Dr. Britta Reierson, the medical director at IncoundWell, highlighted that GLP-1 RAS could possess properties that alleviate cancer risk in multiple ways. “For starters, their anti-inflammatory effects can address many acknowledged cancer risk factors,” she commented, also noting that metabolism improvement from these drugs—like lowering blood sugar levels—helps mitigate cancer risk. Additionally, there are indications that GLP-1 RAS may directly impact tumor growth through immune response modulation and epigenetic changes that can influence gene expression across generations.

Long-term effects of chronic inflammation are concerning as they can cause cellular DNA damage, which is a risk factor for cancer development, according to San Francisco-based Savery, who was not part of the study.

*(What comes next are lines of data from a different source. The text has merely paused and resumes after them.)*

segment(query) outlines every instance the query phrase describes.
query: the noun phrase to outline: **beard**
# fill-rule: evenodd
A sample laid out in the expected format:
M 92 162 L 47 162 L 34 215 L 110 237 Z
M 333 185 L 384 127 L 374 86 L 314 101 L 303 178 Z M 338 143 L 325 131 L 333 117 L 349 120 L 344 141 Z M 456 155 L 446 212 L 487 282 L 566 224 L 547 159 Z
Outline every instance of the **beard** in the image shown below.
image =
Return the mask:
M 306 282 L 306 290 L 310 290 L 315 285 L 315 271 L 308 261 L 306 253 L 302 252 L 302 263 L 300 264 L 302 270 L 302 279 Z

While the study presents interesting insights, it also has its limitations. As an observational study, certain differences between the surgery group and GLP-1 RAS group may still exist despite methodological adjustments. Of note is that most participants were administered liraglutide (Saxenda, Viktuza), with a smaller number taking exenatide or duraglutide.

Though GLP-1 RAS serve as a beneficial aid for those pursuing weight loss, Savery emphasized the importance of maintaining a nutritious diet and regular exercise as key components in cancer prevention and overall health improvement.

Looking ahead, Sagy suggested more extensive studies should be conducted to assess the effectiveness of new GLP-1 RAS, which might yield more pronounced results, noting that the directions appear promising. Nevertheless, further research is essential before GLP-1 RAS can be classified as a cancer prevention strategy. Big, randomized controlled trials are particularly necessary to verify these initial observations and to further clarify the underlying mechanisms at play.

In the meantime, while the role of weight loss is crucial for cancer prevention, adding the anti-inflammatory benefits of GLP-1 could amplify those effects, although it’s too early to say whether these treatments will gain FDA approval for cancer therapy.